We were a group of about 30 clowns from all over the world clowning with Patch Adams, THE Patch Adams. Our first day of clowning was at a hospital. We brought many smiles to the patients and staff. The doctors had a lot of patience. If you say this out loud it will be funny.
I was referred to as ‘old’ by one clown and as a geezer by another. I was ready to return home.
The next day we went to a school for young children. From the school we walked to a building with a large gymnasium and were joined by other schools. We had about 200 three and four year old children and through a clown mix up about 5 clowns. Everything went very well. The children were well behaved and attentive. I did some magic and we played games and sang songs. I discovered quickly that 3 and 4 year olds have much more energy than I do.
The next trip was a highlight for me and several other clowns: a women’s prison. There, we clowned for mothers and their children. At this high security prison (we had our hands stamped by something invisible. Then we had to place our hands into not one but two machines) children stay with their mothers until they are 6 years old. I did, and don’t, want to think about the HELL they must go through when they separate. But on this day there were more smiles than could be counted. I did a magic trick and a girl named Jimena grabbed my arm and led me to her mother to show her the trick. Jimena’s friend Ashley joined us along with her mother as I did my magic and we played games and sang songs. Later a girl name Lorie took hold of my large stethoscope that is really a plunger connected to an ear piece and connected to me by my neck. She turned it into a phone as she walked, not very slowly, talking into it and listening to it. I had to lean down and follow.

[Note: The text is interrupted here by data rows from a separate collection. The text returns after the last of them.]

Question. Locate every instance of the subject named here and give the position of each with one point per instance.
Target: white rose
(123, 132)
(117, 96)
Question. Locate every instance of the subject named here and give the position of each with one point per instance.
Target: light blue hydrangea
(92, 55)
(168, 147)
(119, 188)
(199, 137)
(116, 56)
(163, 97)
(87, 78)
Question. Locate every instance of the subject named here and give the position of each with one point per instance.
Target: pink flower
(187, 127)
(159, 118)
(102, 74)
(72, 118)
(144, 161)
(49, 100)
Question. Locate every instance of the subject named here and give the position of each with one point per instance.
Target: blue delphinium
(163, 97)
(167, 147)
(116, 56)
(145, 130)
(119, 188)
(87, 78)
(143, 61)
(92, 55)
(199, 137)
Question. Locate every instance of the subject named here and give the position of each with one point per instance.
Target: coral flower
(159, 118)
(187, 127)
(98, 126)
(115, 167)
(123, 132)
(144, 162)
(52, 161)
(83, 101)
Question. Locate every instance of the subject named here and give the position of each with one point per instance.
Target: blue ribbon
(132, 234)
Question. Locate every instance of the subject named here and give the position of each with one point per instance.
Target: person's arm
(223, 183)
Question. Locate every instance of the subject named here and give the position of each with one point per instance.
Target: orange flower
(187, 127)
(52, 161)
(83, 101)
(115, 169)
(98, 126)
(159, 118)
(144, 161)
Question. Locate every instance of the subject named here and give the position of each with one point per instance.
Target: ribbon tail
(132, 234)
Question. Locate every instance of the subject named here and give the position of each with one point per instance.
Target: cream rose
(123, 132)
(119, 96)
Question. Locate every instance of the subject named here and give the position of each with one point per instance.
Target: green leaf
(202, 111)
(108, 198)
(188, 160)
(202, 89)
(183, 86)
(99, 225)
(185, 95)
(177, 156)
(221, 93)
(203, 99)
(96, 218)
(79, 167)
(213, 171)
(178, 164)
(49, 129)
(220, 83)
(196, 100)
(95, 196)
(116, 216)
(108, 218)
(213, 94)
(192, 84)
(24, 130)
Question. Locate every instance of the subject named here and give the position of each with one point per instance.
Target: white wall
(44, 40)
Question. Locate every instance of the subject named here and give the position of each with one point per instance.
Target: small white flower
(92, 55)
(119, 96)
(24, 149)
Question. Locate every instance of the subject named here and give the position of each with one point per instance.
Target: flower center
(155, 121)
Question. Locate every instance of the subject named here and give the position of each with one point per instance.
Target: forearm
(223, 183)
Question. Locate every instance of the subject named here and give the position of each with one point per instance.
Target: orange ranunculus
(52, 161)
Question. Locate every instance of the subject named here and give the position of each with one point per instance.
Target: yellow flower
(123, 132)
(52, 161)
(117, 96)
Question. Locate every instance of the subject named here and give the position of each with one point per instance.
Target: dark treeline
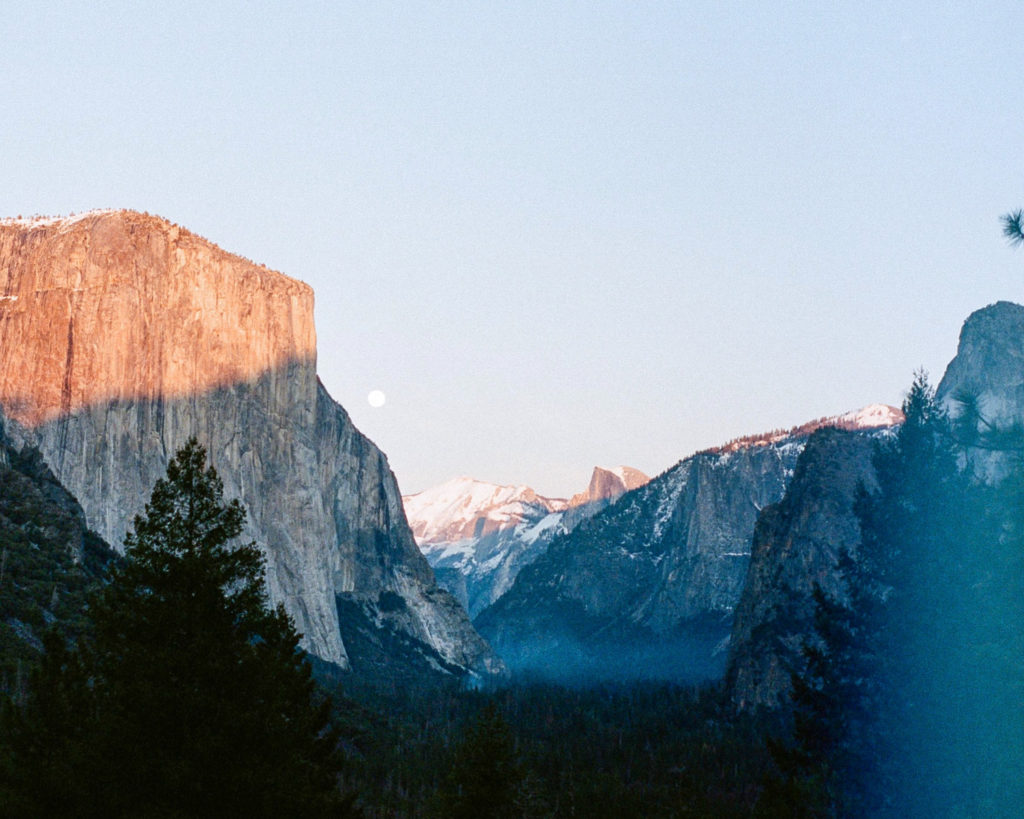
(907, 698)
(908, 703)
(537, 749)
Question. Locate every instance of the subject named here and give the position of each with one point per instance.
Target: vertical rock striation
(122, 335)
(797, 544)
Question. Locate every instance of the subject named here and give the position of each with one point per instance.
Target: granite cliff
(989, 367)
(797, 544)
(648, 586)
(121, 335)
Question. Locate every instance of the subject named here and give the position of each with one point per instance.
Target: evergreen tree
(484, 779)
(1013, 226)
(916, 600)
(199, 700)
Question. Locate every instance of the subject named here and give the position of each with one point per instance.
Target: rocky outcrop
(49, 561)
(124, 335)
(605, 486)
(797, 544)
(648, 587)
(989, 367)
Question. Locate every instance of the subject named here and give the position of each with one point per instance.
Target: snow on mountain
(477, 535)
(465, 508)
(870, 417)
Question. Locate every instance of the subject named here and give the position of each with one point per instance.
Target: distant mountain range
(478, 535)
(122, 335)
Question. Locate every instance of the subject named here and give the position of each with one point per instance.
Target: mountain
(648, 586)
(49, 560)
(989, 367)
(122, 335)
(797, 543)
(478, 535)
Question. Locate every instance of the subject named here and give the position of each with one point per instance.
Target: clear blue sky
(557, 234)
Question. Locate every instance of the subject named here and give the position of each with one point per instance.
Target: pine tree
(200, 701)
(484, 779)
(914, 572)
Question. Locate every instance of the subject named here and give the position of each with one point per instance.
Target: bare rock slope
(121, 335)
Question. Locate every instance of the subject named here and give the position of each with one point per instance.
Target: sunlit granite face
(122, 335)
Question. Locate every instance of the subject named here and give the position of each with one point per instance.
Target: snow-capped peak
(875, 415)
(468, 508)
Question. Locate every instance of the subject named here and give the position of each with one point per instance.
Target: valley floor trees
(193, 697)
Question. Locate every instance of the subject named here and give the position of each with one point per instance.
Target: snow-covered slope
(478, 535)
(649, 586)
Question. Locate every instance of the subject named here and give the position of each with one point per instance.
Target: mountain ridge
(163, 336)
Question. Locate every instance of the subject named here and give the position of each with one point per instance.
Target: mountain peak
(609, 483)
(123, 305)
(875, 416)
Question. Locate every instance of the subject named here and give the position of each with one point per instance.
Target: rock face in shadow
(124, 335)
(989, 364)
(647, 587)
(797, 544)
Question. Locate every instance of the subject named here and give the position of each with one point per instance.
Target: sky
(557, 234)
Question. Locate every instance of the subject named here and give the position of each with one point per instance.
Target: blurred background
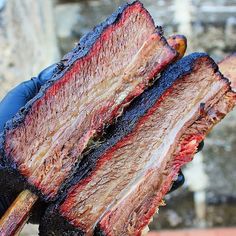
(36, 33)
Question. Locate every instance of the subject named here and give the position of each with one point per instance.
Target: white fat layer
(160, 155)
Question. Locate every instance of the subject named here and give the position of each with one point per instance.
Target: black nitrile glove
(11, 104)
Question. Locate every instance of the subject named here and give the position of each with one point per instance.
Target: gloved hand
(11, 104)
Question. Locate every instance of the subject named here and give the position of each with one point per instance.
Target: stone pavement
(197, 232)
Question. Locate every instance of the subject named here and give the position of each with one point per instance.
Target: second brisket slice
(120, 184)
(111, 65)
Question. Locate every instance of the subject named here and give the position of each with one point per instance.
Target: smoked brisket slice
(228, 68)
(120, 184)
(110, 66)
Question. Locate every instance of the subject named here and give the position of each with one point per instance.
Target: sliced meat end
(93, 91)
(131, 171)
(228, 68)
(179, 43)
(133, 212)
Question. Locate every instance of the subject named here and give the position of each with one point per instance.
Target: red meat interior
(118, 67)
(120, 181)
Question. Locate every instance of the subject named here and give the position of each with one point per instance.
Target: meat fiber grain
(110, 66)
(120, 184)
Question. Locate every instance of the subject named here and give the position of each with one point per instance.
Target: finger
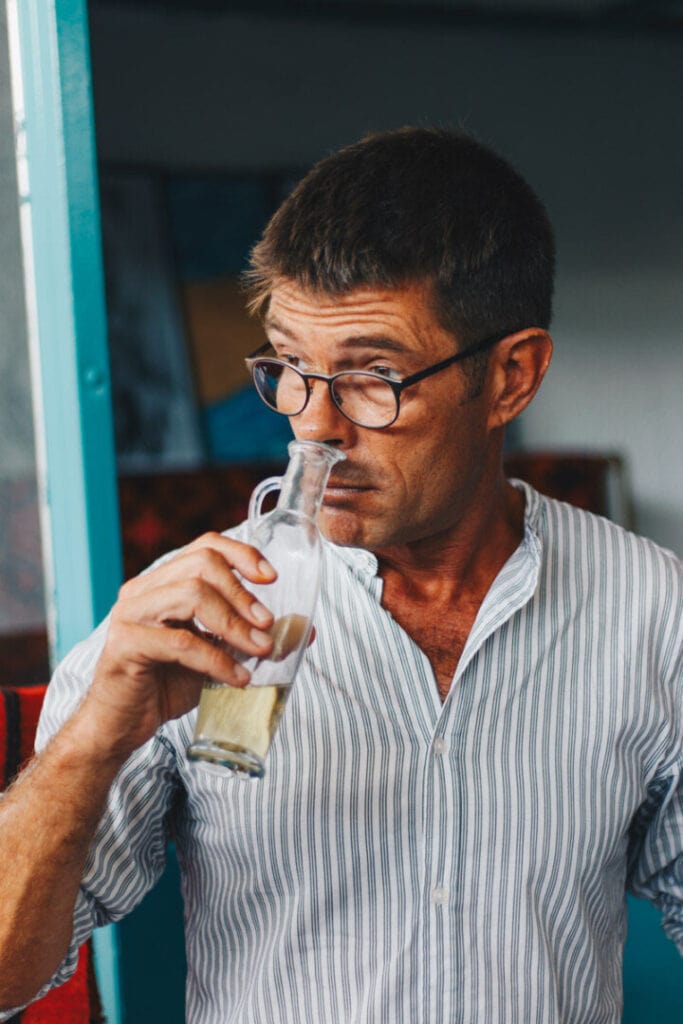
(201, 564)
(178, 603)
(247, 559)
(134, 649)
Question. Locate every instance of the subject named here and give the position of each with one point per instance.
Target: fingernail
(262, 639)
(259, 612)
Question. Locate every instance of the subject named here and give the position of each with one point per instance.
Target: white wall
(593, 122)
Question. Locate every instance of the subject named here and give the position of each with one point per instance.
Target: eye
(291, 359)
(385, 371)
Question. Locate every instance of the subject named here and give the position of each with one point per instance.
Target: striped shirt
(411, 860)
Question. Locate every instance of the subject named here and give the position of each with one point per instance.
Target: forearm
(47, 821)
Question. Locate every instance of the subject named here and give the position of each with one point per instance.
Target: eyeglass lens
(366, 399)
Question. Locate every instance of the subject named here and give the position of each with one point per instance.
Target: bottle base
(218, 759)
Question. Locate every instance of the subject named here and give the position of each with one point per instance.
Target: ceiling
(573, 14)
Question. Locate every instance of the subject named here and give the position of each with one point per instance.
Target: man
(483, 747)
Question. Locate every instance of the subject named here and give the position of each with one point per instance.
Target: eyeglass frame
(397, 386)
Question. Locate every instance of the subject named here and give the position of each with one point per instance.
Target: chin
(343, 528)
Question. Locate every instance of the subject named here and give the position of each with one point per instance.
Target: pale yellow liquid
(235, 726)
(243, 720)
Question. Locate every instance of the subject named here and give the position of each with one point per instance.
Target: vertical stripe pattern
(412, 860)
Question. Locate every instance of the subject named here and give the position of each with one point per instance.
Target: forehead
(404, 314)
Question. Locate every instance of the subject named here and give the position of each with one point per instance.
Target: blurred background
(205, 115)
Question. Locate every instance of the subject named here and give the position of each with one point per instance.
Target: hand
(155, 658)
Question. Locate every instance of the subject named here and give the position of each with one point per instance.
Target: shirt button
(440, 895)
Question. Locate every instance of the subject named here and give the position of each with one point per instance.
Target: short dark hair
(411, 205)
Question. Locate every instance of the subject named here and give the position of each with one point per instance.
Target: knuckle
(182, 640)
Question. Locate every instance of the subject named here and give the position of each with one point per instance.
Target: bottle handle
(260, 493)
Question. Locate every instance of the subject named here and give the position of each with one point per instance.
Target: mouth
(340, 492)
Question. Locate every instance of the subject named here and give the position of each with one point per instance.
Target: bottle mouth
(326, 452)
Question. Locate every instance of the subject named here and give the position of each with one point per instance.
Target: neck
(464, 559)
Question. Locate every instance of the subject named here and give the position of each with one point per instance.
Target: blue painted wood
(67, 325)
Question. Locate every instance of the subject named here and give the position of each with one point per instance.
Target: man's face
(404, 483)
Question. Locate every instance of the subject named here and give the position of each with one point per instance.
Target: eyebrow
(382, 342)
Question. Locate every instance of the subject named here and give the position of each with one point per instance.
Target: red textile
(71, 1004)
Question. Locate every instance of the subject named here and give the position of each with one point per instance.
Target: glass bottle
(235, 726)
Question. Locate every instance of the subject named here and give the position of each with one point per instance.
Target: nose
(321, 420)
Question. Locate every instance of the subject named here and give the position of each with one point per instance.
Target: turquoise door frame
(59, 213)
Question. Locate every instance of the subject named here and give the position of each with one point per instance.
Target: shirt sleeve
(128, 853)
(655, 848)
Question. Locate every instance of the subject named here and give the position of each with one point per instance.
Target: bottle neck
(306, 476)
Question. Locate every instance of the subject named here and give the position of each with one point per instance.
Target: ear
(517, 367)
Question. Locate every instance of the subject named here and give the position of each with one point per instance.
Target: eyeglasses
(367, 398)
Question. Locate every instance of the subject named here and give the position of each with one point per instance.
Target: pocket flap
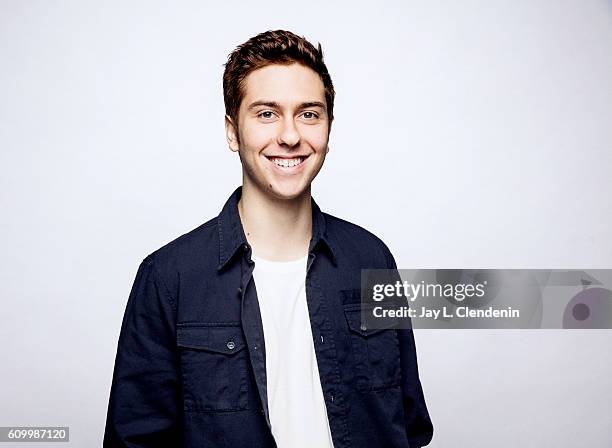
(353, 318)
(214, 338)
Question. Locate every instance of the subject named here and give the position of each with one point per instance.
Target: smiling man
(245, 332)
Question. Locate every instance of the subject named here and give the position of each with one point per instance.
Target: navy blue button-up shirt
(190, 365)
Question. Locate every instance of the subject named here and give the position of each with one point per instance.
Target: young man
(246, 332)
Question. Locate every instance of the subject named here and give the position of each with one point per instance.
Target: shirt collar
(232, 238)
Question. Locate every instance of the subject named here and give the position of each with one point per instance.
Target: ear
(231, 134)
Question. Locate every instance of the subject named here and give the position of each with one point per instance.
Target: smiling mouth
(292, 162)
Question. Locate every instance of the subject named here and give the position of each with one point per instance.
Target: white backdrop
(468, 134)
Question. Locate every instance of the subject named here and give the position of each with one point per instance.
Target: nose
(288, 134)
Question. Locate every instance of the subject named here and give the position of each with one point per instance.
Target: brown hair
(271, 47)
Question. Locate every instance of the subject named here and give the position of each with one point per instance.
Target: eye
(309, 115)
(266, 114)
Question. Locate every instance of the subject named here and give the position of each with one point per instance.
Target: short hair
(272, 47)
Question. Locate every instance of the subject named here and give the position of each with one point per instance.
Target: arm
(144, 408)
(418, 423)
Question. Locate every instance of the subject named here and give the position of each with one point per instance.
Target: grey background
(470, 134)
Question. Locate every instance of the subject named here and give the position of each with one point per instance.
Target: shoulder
(354, 241)
(195, 248)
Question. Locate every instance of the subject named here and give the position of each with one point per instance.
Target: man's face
(282, 129)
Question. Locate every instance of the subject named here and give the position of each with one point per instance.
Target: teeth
(287, 163)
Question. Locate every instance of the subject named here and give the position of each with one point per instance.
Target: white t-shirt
(298, 414)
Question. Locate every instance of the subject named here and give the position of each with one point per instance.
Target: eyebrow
(275, 105)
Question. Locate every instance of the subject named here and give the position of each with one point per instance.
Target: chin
(288, 192)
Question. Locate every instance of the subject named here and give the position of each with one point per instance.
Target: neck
(276, 229)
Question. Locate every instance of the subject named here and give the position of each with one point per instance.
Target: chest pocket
(375, 352)
(214, 366)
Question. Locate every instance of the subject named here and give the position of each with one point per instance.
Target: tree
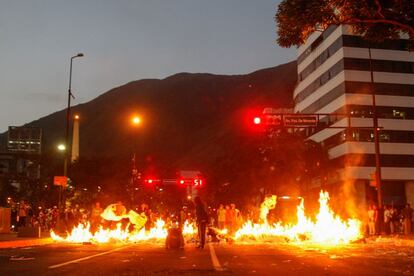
(375, 20)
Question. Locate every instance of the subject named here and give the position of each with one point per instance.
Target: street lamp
(61, 147)
(135, 122)
(70, 95)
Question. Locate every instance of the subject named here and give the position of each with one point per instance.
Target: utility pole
(376, 136)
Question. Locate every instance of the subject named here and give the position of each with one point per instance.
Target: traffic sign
(60, 181)
(300, 120)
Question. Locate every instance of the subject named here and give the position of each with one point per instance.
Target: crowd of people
(395, 221)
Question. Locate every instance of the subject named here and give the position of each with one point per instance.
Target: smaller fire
(328, 229)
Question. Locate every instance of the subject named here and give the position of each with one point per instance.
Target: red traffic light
(198, 182)
(257, 120)
(151, 181)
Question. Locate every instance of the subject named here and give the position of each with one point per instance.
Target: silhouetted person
(202, 219)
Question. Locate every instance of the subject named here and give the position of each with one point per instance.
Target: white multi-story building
(334, 76)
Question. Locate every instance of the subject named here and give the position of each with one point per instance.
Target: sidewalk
(11, 240)
(400, 239)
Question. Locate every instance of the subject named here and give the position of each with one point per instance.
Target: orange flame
(328, 229)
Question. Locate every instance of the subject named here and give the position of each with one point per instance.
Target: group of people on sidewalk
(395, 221)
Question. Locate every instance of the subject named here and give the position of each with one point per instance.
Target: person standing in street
(221, 217)
(202, 219)
(407, 214)
(387, 219)
(372, 218)
(22, 214)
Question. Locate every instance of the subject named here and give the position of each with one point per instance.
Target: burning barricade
(326, 228)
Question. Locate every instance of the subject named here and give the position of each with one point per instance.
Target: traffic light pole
(376, 137)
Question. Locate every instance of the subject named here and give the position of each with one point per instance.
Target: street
(390, 257)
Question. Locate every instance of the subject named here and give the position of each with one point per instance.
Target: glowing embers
(82, 234)
(327, 228)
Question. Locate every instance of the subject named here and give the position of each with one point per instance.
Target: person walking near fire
(202, 219)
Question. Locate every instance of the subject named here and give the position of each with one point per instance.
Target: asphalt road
(386, 258)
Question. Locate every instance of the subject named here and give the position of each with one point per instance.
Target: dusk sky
(123, 41)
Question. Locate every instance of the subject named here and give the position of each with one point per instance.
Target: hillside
(190, 120)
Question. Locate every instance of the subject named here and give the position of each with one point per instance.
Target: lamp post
(136, 122)
(70, 95)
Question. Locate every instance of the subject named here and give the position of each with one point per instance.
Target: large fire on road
(327, 228)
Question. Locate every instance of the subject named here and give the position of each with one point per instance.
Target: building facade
(334, 77)
(20, 161)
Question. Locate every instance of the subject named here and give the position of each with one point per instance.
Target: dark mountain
(189, 120)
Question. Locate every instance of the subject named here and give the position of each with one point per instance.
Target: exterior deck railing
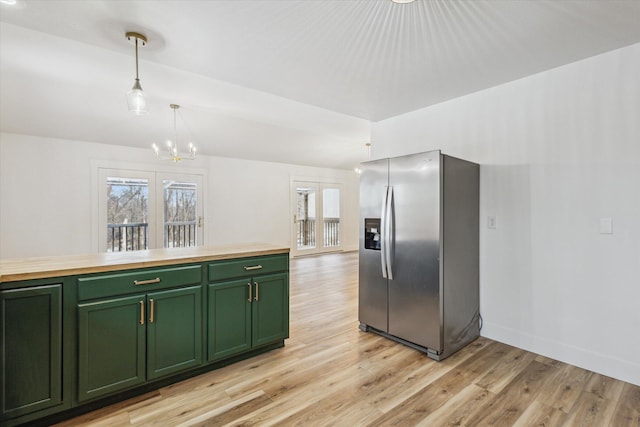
(306, 232)
(127, 237)
(134, 236)
(179, 234)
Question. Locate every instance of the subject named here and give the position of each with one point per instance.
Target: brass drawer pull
(152, 303)
(146, 282)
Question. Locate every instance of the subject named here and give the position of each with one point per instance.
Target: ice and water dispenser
(372, 233)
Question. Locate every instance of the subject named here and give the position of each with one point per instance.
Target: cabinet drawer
(106, 285)
(247, 267)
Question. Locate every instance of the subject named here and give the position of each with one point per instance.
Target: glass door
(306, 197)
(316, 218)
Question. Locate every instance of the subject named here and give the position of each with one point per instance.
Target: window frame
(100, 170)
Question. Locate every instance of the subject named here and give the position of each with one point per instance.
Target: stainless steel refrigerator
(418, 256)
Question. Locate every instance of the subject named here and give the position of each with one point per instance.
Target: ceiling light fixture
(172, 145)
(135, 97)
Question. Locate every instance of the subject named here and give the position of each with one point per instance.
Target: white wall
(46, 196)
(558, 151)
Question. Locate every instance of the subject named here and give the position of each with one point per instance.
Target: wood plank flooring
(331, 374)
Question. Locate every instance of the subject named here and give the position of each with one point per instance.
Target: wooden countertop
(12, 270)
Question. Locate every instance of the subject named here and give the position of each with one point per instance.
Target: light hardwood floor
(331, 374)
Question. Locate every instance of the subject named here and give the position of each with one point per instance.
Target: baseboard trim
(623, 370)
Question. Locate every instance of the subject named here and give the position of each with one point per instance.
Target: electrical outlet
(606, 225)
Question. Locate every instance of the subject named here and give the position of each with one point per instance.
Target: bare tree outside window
(180, 221)
(127, 214)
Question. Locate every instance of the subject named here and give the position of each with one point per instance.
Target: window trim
(140, 170)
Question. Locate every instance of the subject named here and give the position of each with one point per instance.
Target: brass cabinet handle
(152, 303)
(146, 282)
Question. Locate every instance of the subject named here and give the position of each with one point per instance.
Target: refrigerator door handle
(390, 233)
(383, 231)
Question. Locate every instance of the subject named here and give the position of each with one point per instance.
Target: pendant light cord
(137, 78)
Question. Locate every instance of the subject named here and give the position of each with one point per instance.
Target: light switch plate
(606, 225)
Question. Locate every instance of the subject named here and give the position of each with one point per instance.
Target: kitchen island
(81, 332)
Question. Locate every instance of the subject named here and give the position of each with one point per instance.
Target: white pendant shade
(136, 100)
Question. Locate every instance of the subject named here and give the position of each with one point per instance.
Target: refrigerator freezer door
(414, 292)
(372, 307)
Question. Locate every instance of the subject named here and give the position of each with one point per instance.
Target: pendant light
(172, 152)
(135, 97)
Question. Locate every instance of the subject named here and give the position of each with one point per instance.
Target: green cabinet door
(31, 370)
(229, 318)
(111, 346)
(270, 317)
(174, 331)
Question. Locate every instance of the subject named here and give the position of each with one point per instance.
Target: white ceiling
(295, 81)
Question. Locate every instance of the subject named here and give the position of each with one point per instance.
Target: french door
(316, 217)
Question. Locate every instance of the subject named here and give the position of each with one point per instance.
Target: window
(140, 209)
(127, 214)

It was the kind of day that made me realize why I do this: to show people in difficult situations that they have friends and can know love. This experience went beyond balloons and magic tricks. It went to caring from the heart, and receiving from the heart.       
The week was full of diamonds. I almost fell for a trick my friend Jim S. has done to me many times. We were standing outside Frida Kahlo’s house and museum which is called the Blue House. It is completely painted in blue. I was explaining this to the clowns and someone (Rebecca) asked why it is called the blue house. I reached out and touched the blue wall and was about to explain when I stopped myself. I’ve fallen for tricks like this before (JIM!!) but not this time…but close.
The attitude in Cocoyacan, Mexico, where we were, was sunny and smiling and friendly. Maybe because we were clowns but the same upbeat attitude was there when I was not in clown attire.
We danced tango and salsa and just moved to music where ever and whenever we heard it.
On the final day we went to a very poor area I had been to last year. It is a community set up next to a train track. On the way there, the bus was stuck. Two things you do not want to hear while on a bus on a train track: The bus is stuck. A train is coming.
But the train was very slow and far away. There were construction workers who helped us and we were freed.
This community had homes made of tin and wood. Some had no running water nor electricity. But again there was joy in the air. A group of university students go there every Saturday and volunteer their services. The hugs and greetings they received confirmed the great work they do.
Thus, adios Mexico, as the song says. This trip will remain in my heart for many years to come.